Il quale ci lascia, guardando alle secche in cui ristagna oggi il sindacato, un secondo grande tema su cui riflettere e che formulerei così: la crisi del sindacato non si supera inventando scorciatoie para-politiciste, ma ragionando seriamente sul proprio deficit di rappresentatività sociale e rielaborando criticamente la propria strategia, per rifondare – come fece Di Vittorio dopo la sconfitta alla Fiat – un modello contrattuale inclusivo, capace di offrire risposte ad un mondo del lavoro non più composto, in prevalenza, dalla classe operaia “centrale”, ma frammentato in un arcipelago sociale che la nuova organizzazione del lavoro e le politiche padronali hanno reso marginale e privo di rappresentanza.

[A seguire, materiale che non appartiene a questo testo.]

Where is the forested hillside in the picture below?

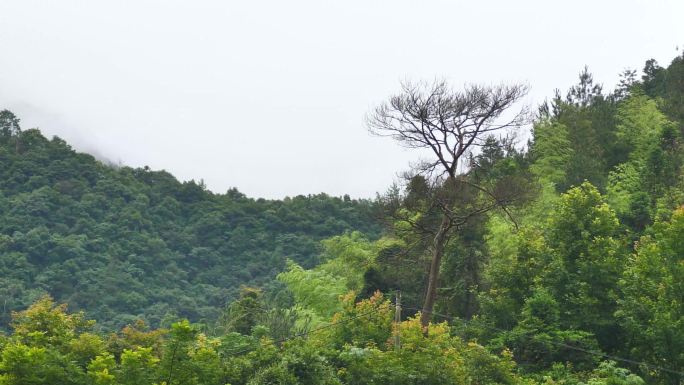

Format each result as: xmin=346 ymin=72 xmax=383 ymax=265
xmin=0 ymin=124 xmax=380 ymax=329
xmin=0 ymin=56 xmax=684 ymax=385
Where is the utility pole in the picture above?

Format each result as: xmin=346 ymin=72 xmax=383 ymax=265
xmin=394 ymin=290 xmax=401 ymax=351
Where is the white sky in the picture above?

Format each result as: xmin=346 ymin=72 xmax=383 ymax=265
xmin=0 ymin=0 xmax=684 ymax=198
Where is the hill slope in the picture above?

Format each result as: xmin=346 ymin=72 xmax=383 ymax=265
xmin=0 ymin=123 xmax=379 ymax=328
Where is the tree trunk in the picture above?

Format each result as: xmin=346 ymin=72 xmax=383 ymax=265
xmin=420 ymin=214 xmax=451 ymax=335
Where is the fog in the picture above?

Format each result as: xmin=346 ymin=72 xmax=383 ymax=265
xmin=0 ymin=0 xmax=684 ymax=198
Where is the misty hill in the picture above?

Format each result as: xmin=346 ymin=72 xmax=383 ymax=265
xmin=0 ymin=121 xmax=380 ymax=328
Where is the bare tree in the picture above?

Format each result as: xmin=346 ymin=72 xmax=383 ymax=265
xmin=367 ymin=81 xmax=528 ymax=333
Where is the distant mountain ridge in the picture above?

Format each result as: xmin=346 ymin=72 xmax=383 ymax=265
xmin=0 ymin=123 xmax=380 ymax=328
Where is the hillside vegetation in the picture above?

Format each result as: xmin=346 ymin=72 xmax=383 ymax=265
xmin=0 ymin=56 xmax=684 ymax=385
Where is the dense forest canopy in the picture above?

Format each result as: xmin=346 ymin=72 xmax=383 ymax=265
xmin=0 ymin=124 xmax=380 ymax=329
xmin=0 ymin=51 xmax=684 ymax=385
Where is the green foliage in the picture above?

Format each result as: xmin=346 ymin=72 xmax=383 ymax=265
xmin=617 ymin=208 xmax=684 ymax=384
xmin=0 ymin=124 xmax=380 ymax=330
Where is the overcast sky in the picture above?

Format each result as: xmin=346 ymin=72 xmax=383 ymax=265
xmin=0 ymin=0 xmax=684 ymax=198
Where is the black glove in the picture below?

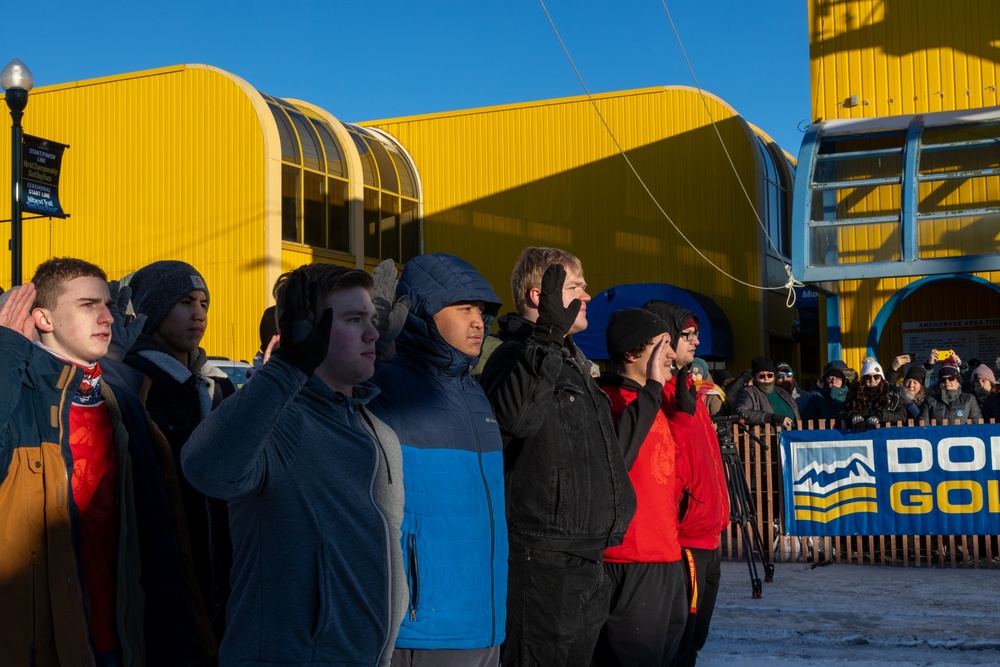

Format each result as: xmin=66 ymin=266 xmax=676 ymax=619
xmin=108 ymin=280 xmax=146 ymax=361
xmin=273 ymin=269 xmax=333 ymax=375
xmin=677 ymin=364 xmax=698 ymax=415
xmin=851 ymin=412 xmax=868 ymax=433
xmin=371 ymin=259 xmax=410 ymax=359
xmin=534 ymin=263 xmax=583 ymax=345
xmin=726 ymin=369 xmax=753 ymax=395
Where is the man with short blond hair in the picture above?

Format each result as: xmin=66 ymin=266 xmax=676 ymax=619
xmin=0 ymin=258 xmax=216 ymax=667
xmin=181 ymin=264 xmax=406 ymax=667
xmin=481 ymin=248 xmax=636 ymax=667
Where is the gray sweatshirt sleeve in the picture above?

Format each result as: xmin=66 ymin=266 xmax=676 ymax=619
xmin=181 ymin=359 xmax=308 ymax=500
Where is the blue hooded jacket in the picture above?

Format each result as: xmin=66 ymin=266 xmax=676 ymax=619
xmin=371 ymin=253 xmax=507 ymax=649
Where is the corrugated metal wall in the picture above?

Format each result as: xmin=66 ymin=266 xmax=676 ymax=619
xmin=809 ymin=0 xmax=1000 ymax=120
xmin=809 ymin=0 xmax=1000 ymax=368
xmin=0 ymin=66 xmax=270 ymax=358
xmin=368 ymin=88 xmax=780 ymax=364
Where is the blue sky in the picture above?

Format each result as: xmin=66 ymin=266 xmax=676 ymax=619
xmin=0 ymin=0 xmax=809 ymax=155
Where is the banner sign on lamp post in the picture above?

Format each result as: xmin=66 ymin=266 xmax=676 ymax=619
xmin=21 ymin=134 xmax=68 ymax=218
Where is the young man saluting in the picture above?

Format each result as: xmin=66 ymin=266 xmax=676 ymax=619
xmin=181 ymin=264 xmax=405 ymax=666
xmin=0 ymin=258 xmax=215 ymax=667
xmin=481 ymin=248 xmax=635 ymax=667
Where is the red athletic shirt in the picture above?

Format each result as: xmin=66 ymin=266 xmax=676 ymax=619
xmin=602 ymin=386 xmax=681 ymax=563
xmin=69 ymin=374 xmax=118 ymax=652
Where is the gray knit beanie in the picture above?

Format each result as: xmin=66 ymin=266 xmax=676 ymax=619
xmin=129 ymin=259 xmax=210 ymax=334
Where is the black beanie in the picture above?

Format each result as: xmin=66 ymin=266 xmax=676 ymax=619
xmin=750 ymin=357 xmax=775 ymax=375
xmin=903 ymin=362 xmax=927 ymax=384
xmin=604 ymin=308 xmax=667 ymax=360
xmin=128 ymin=259 xmax=209 ymax=334
xmin=642 ymin=299 xmax=699 ymax=352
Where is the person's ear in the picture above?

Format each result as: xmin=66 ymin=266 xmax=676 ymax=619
xmin=528 ymin=287 xmax=542 ymax=308
xmin=31 ymin=308 xmax=55 ymax=333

Quanto al più complesso “genoma” Di Vittorio, alla statura politica e morale dell’uomo, non abbastanza compresa e apprezzata, vi consiglio di leggere il monumentale lavoro di Adolfo Pepe, presidente della Fondazione Di Vittorio.

Io mi limiterò a tornare su alcuni aspetti della sua personalità che spiegano la posizione, altrettanto e persino più coraggiosa di quella dimostrata nella svolta sindacale, che Di Vittorio assunse di fronte ai fatti di Poznan e, soprattutto, di fronte all’intervento militare sovietico in Ungheria.

Come è noto, si consumò qui uno strappo profondo fra la Cgil e il Pci, fra Togliatti e Di Vittorio. Un contrasto che si protrasse con asprezza lungo l’intero ’56 e che aveva come prodromo la diversa valutazione che Di Vittorio dava sul rapporto segreto in cui Chruscev denunciava i crimini di Stalin al XX congresso del Pcus.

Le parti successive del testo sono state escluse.